Project Role : Custom Software Engineer
Project Role Description : Develop custom software solutions to design, code, and enhance components across systems or applications. Use modern frameworks and agile practices to deliver scalable, high-performing solutions tailored to specific business needs.
Must have skills : Site Reliability Engineering
Good to have skills : NA
Minimum 5 year(s) of experience is required
Educational Qualification : 15 years full time education
Summary:
We are seeking a Full-Stack Site Reliability Engineer (SRE) to design, build, and operate highly reliable, cloud-native services running primarily on AWS and Azure. This is an engineering-first role combining software development, distributed systems expertise, and operational ownership.
SREs are responsible for how systems behave in production. You will work across application code, infrastructure, deployment pipelines, and observability stacks to ensure NA Returns platforms meet strict availability, performance, scalability, and auditability expectations.
Roles & Responsibilities:
Own production reliability for NA Returns services across AWS and Azure environments
Define, track, and improve SLIs, SLOs, and error budgets for compliance-critical workflows
Design and implement automation to eliminate manual operational toil
Build and maintain observability: metrics, logs, traces, alerts, and dashboards
Conduct blameless postmortems and drive systemic remediation
Partner with engineering and product teams to influence reliability-focused system design
Perform capacity planning, performance tuning, and resilience testing
Ensure deployment safety via CI/CD guardrails, progressive rollouts, and automated rollback
Support auditability, traceability, and controlled change management required for regulated systems
Professional & Technical Skills:
Write production-quality code (Go, C#, Java, Python, or similar)
Build internal tooling, automation frameworks, and self-service platforms
Review application and infrastructure designs for operability and failure modes
Treat infrastructure and operations as software problems
Required Qualifications
Bachelor s degree in Computer Science or equivalent practical experience
Strong software engineering background with distributed systems experience
Hands-on experience with AWS and/or Azure production systems
Strong Linux, networking, and systems troubleshooting skills
Experience with Infrastructure as Code (Terraform, ARM, CloudFormation)
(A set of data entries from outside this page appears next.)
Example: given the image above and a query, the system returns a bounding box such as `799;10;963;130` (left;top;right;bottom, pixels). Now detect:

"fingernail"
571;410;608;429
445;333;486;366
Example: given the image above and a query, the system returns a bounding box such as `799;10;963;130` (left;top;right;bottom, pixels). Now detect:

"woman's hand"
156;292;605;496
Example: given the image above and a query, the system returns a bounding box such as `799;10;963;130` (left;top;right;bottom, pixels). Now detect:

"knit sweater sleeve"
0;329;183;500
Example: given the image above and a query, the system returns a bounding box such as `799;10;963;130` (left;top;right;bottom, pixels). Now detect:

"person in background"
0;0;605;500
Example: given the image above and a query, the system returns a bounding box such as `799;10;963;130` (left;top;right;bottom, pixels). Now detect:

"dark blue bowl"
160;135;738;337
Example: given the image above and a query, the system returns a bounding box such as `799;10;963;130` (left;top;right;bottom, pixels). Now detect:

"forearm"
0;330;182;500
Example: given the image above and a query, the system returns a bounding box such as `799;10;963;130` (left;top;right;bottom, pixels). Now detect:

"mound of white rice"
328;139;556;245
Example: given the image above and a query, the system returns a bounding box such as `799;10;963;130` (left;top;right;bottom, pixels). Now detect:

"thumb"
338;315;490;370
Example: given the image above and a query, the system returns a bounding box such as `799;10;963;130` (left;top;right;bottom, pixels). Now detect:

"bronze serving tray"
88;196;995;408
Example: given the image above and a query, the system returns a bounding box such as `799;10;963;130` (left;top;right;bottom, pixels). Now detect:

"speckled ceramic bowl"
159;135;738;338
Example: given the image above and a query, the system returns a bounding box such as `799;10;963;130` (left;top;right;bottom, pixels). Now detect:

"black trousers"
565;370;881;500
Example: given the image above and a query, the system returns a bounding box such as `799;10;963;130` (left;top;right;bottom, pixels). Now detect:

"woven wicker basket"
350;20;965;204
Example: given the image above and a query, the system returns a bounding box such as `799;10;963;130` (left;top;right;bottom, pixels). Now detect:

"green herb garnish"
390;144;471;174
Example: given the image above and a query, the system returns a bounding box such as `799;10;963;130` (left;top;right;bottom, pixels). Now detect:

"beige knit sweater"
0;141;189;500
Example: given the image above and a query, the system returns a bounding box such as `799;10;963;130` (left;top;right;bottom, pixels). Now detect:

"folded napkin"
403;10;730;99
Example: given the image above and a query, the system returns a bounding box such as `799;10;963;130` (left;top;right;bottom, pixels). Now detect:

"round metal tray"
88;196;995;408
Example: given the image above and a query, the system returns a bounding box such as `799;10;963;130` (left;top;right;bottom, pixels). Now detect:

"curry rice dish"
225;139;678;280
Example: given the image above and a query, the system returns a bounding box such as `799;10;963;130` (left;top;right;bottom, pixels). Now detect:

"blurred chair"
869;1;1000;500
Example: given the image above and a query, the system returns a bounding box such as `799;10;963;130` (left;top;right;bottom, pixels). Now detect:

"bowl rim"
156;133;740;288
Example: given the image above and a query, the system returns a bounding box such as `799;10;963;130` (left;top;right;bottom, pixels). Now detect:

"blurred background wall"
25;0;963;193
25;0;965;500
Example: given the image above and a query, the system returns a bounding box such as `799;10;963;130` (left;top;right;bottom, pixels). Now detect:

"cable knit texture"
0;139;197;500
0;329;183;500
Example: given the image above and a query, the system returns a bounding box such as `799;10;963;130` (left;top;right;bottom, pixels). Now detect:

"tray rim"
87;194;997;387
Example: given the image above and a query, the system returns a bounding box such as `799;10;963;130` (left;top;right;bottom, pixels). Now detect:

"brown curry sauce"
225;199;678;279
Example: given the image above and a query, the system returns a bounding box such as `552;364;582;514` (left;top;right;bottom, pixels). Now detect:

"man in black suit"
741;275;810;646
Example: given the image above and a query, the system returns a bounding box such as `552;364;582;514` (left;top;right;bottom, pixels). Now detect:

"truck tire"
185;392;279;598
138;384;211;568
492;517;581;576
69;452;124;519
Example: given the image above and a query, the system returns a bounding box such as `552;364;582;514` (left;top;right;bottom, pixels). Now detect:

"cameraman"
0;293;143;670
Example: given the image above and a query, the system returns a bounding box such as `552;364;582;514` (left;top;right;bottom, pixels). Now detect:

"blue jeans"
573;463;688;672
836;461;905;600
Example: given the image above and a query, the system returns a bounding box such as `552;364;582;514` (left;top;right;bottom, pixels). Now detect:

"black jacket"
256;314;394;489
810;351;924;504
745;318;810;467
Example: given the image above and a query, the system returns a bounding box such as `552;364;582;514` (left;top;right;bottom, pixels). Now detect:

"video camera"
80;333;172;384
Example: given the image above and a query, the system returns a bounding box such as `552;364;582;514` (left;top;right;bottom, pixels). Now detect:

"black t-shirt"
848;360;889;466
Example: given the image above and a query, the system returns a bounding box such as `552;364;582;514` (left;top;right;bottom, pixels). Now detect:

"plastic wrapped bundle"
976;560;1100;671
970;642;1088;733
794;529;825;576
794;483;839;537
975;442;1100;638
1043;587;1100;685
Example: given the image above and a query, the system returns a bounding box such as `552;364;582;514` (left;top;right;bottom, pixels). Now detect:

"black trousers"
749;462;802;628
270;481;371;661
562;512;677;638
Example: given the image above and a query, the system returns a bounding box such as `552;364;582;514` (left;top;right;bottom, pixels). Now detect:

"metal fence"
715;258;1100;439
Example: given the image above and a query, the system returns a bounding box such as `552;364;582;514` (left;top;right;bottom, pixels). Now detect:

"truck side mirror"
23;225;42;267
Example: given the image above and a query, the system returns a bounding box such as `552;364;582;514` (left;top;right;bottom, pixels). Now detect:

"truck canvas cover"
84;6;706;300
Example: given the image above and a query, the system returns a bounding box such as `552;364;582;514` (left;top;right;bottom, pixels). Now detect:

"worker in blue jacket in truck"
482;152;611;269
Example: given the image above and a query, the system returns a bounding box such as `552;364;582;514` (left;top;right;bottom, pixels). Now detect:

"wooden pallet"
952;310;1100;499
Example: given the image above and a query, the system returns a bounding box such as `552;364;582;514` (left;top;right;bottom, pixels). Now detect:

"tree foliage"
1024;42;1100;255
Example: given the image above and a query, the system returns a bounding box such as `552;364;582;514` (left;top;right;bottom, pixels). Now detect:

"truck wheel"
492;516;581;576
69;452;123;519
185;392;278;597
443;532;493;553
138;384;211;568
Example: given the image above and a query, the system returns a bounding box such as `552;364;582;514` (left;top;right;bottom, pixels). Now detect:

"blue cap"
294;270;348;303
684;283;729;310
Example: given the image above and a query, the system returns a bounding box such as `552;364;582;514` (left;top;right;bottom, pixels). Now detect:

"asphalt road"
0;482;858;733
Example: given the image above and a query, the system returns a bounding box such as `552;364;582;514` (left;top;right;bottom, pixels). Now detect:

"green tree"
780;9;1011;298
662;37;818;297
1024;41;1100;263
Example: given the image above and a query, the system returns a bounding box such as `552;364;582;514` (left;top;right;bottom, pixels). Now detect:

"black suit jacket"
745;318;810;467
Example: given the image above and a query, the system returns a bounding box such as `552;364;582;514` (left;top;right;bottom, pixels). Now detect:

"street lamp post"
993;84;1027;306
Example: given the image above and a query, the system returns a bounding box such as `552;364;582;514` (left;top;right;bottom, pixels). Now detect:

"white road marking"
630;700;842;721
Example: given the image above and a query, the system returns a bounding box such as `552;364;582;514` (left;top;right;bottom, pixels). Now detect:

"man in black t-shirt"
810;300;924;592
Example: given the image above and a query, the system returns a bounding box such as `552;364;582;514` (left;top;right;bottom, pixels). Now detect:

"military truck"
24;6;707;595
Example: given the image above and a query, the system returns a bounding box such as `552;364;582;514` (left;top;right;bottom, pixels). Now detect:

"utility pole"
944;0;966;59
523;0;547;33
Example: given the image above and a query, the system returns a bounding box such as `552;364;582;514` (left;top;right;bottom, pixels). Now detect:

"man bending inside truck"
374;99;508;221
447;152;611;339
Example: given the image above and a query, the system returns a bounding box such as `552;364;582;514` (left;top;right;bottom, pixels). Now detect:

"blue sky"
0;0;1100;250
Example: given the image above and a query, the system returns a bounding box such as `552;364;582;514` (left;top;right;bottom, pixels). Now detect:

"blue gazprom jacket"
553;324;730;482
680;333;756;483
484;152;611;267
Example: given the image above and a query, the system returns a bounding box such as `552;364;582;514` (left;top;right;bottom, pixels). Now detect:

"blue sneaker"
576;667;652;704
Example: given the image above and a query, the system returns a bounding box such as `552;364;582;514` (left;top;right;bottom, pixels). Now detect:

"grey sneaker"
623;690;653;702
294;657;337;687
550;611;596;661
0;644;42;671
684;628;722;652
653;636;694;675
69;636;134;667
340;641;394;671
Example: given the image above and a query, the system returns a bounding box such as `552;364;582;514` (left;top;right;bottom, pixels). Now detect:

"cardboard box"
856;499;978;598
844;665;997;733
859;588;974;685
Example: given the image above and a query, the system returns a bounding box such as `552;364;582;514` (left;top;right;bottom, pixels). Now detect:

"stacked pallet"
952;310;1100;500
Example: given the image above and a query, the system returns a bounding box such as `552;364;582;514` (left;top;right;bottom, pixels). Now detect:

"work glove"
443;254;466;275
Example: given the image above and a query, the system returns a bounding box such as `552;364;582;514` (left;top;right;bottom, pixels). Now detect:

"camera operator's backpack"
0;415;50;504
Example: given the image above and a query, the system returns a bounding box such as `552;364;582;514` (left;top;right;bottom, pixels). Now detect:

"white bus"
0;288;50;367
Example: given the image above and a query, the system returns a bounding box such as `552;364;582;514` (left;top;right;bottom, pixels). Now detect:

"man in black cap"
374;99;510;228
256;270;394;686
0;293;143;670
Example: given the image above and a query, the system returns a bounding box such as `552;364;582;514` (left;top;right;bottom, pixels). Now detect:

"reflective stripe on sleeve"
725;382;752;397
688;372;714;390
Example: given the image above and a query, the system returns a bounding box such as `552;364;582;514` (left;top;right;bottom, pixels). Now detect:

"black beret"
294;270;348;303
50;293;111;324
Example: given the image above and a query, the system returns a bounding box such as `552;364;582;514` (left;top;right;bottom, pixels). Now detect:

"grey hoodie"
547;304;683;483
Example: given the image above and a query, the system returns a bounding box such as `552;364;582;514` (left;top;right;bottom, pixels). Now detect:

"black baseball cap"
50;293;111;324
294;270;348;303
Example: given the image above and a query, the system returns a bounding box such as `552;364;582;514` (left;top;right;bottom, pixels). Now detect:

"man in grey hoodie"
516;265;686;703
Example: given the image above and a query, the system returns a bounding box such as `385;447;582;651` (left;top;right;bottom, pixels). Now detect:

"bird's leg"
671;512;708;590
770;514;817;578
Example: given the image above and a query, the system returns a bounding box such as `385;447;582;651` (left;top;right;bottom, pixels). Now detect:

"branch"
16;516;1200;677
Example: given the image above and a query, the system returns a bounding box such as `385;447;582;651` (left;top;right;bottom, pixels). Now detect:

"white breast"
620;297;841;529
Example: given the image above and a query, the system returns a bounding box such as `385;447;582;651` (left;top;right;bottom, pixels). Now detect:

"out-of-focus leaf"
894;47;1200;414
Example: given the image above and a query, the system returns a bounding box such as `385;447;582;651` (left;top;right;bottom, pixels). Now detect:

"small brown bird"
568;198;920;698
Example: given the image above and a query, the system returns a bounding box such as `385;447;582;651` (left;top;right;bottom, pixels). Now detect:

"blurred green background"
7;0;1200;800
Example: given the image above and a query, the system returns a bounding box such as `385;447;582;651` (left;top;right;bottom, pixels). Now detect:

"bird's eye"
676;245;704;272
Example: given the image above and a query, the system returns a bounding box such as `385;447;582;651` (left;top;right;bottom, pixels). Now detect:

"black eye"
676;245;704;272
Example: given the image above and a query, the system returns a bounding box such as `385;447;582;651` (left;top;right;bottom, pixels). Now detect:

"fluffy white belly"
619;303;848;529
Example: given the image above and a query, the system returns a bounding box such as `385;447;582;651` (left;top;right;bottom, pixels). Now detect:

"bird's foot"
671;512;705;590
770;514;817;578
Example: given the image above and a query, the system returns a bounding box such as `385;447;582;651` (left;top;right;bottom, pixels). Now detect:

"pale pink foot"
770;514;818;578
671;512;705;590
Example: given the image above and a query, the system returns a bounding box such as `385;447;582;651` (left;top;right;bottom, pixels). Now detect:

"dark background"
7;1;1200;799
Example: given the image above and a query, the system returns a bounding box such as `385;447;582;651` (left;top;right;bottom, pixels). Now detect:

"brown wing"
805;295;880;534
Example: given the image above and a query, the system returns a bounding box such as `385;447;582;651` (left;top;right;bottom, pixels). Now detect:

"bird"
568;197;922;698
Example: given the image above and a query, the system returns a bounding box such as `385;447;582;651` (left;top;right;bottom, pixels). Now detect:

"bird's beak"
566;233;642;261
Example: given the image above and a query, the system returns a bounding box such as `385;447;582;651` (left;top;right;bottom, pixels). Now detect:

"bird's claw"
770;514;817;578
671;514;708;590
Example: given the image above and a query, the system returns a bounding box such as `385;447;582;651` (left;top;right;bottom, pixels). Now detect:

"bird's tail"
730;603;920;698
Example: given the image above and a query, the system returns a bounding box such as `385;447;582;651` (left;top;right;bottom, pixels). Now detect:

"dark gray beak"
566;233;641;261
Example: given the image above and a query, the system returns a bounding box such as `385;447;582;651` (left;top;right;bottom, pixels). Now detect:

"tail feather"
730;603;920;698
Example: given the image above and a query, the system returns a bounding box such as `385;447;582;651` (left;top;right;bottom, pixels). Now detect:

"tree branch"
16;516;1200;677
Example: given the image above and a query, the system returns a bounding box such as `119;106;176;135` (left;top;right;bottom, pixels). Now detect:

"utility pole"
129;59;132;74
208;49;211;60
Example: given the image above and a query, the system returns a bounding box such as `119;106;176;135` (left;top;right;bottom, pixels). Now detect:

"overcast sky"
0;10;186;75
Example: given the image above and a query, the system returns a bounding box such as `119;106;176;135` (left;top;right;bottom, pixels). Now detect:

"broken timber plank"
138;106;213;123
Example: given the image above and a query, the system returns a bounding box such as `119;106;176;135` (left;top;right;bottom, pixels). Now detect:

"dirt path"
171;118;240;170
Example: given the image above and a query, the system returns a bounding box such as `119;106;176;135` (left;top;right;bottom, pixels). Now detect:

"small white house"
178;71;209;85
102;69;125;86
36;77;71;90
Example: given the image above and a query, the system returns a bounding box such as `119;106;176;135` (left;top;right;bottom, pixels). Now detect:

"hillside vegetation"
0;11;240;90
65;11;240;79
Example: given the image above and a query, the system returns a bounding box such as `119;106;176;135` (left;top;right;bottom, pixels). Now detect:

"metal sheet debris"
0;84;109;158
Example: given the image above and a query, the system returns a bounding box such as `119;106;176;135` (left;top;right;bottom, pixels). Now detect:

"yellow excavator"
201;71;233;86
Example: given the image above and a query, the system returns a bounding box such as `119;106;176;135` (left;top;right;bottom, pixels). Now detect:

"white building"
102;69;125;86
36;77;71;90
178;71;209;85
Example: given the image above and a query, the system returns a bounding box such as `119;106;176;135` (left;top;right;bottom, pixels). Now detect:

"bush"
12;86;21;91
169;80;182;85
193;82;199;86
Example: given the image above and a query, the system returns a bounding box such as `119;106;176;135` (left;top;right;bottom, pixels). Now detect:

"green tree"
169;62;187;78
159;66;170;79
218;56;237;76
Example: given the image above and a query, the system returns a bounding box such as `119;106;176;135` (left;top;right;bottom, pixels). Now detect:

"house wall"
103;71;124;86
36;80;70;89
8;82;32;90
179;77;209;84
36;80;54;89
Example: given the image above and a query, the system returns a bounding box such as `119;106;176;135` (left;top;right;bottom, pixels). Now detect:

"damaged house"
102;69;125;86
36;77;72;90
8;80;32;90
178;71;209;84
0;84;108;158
Experience supporting production systems with on-call responsibility
Preferred Qualifications
Experience operating compliance-critical or financial systems
Kubernetes / container orchestration experience
Experience with observability platforms (Prometheus, Grafana, CloudWatch, Azure Monitor)
Experience defining SLOs for business-critical workflows
Strong incident leadership and cross-team communication skills
Additional Information:
You will be working with a Trusted Tax Technology Leader, committed to delivering reliable and innovative solutions
15 years full time education